Hard times at The Times (continued)

After only a year in the editor's chair of The Times of London, Harold Evans has bowed out amid high controversy and intense speculation about the future of ''the top people's newspaper.''

Mr. Evans's departure came after a week of public argument between two opposing groups of Times journalists. One side insisted that Evans was being hounded out by the newspaper's Australian proprietor, Rupert Murdoch. The other argued that Evans had failed to safeguard the editorial integrity of The Times and was presiding over a demoralized staff.

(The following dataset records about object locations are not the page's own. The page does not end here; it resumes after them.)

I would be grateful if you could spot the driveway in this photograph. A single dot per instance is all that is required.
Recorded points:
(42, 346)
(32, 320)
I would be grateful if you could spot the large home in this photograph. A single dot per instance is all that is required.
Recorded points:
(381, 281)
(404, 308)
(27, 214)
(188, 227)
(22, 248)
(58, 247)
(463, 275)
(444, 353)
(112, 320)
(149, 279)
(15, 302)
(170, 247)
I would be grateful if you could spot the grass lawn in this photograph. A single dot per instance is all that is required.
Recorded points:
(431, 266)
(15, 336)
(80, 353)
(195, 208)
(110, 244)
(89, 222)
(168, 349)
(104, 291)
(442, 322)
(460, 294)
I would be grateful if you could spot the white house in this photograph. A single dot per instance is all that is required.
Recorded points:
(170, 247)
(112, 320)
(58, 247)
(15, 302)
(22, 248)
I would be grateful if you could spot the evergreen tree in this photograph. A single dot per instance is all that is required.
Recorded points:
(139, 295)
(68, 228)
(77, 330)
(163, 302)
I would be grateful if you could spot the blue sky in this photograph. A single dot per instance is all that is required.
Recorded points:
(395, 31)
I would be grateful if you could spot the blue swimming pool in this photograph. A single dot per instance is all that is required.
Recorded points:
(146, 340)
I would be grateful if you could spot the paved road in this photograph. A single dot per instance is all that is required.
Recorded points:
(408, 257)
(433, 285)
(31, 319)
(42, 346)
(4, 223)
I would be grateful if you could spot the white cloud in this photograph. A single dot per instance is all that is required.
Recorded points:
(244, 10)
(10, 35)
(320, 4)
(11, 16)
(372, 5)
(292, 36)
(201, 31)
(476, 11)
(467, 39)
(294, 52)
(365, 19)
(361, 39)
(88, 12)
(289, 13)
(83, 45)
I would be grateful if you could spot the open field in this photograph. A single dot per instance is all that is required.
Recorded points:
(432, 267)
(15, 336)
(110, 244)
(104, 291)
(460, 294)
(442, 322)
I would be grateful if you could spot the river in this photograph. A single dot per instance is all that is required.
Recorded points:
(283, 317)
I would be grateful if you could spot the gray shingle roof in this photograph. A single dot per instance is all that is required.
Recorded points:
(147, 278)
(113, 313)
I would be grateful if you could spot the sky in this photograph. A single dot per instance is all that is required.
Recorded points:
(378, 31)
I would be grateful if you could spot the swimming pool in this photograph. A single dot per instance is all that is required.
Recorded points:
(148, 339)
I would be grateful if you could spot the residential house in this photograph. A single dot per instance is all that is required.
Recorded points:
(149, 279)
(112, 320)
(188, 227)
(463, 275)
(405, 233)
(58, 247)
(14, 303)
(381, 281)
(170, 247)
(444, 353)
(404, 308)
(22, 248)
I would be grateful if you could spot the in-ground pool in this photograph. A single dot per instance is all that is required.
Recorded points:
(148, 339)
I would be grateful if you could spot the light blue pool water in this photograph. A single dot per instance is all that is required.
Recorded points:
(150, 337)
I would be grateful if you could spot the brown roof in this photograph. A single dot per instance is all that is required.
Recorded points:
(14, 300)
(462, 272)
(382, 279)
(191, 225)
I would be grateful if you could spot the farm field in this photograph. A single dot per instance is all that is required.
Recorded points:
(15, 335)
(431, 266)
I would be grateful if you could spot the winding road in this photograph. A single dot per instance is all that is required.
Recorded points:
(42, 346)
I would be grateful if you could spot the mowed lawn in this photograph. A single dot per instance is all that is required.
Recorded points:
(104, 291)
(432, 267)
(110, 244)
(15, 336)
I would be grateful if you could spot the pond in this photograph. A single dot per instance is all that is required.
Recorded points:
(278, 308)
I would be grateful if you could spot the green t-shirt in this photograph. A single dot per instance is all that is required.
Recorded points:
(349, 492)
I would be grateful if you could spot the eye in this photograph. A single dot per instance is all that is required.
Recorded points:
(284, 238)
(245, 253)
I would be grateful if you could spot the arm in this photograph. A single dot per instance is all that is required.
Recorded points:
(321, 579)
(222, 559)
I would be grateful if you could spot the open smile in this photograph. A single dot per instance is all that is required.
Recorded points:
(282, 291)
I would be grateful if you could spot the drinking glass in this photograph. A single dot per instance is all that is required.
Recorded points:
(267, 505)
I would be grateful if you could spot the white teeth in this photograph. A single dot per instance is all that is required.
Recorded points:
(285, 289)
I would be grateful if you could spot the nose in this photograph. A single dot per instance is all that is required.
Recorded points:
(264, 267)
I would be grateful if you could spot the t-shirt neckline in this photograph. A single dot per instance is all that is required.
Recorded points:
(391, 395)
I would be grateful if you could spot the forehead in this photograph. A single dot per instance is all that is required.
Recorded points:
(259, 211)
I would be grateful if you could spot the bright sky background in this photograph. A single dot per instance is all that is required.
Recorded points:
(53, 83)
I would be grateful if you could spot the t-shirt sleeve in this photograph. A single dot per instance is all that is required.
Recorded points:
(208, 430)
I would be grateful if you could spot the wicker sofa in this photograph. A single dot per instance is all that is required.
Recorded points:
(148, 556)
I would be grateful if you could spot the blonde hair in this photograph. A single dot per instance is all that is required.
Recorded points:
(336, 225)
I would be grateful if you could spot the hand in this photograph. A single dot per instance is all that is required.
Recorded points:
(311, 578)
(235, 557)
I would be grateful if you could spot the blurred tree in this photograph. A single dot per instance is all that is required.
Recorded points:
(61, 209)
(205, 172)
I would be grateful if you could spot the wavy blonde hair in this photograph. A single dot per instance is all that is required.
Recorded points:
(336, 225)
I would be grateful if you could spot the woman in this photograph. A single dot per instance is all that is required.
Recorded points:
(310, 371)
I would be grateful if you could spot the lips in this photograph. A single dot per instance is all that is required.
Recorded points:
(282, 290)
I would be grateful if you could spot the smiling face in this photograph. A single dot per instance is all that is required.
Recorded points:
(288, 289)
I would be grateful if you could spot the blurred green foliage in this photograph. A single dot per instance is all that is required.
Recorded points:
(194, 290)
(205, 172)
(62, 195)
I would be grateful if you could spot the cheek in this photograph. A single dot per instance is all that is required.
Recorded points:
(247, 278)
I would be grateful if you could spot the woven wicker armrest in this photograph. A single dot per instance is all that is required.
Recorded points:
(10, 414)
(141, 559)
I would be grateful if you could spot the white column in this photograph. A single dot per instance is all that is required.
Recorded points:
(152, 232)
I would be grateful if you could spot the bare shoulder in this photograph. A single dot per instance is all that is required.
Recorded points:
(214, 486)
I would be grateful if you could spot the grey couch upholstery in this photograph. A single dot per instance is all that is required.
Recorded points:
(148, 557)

In the turmoil two things were certain: Murdoch wanted Evans out, but Evans was reluctant to leave without a satisfactory ''golden handshake.''

As Evans, named ''editor of the year'' only two months ago, departed, his deputy editor Charles Douglas-Home, was expected to be confirmed for the top spot.

It will fall to Douglas-Home, who has been with The Times for 17 years and is a nephew of the former Conservative Prime Minister, Lord Home, to try to end the paper's internal strife and set it on the road to recovery.

But he takes over at a moment when The Times is losing (STR)15 million ($27 million) a year. The staff is deeply divided. A number of key executives who backed Evans in his struggle with Murdoch have signified their intention to resign.

Evans, who ran the London Sunday Times with great success before being named to edit the daily Times, appears to have run into conflict with Murdoch in three issues:

* Refusal to hew to a sharply right-wing editorial line.

* Heavy spending on the acquisition of senior staff members, some from the Sunday Times.

* A failure to achieve the undivided loyalty of editorial writers, many of whom are claiming that he was inconsistent in his decisions and uncertain about what their roles should be.

The battle between editor and proprietor reached a crescendo on March 9 when Murdoch demanded Evans's resignation. Evans refused, apparently dissatisfied with severance arrangements being proposed by management.

Senior writers, appalled and unsettled by the row, claimed after Evans's departure that labor tensions at The Times played a large part in souring the atmosphere for editor and staff alike.

Shortly before Evans resigned, one staff faction released the text of internal memoranda purporting to show that Evans had surrendered his independence to Murdoch. But Evans's defenders insisted that, as editor, he spent a lot of his time trying to fight off managerial interference.

The future of The Times looks far from assured, even if Douglas-Home ends disputes within the staff and achieves a period of peace and stability.

Although Murdoch this month secured over 400 staff layoffs as an economy measure, big losses seem certain in the next two or three years.

Meanwhile, Evans has already turned down a job offer from Ben Bradlee of The Washington Post.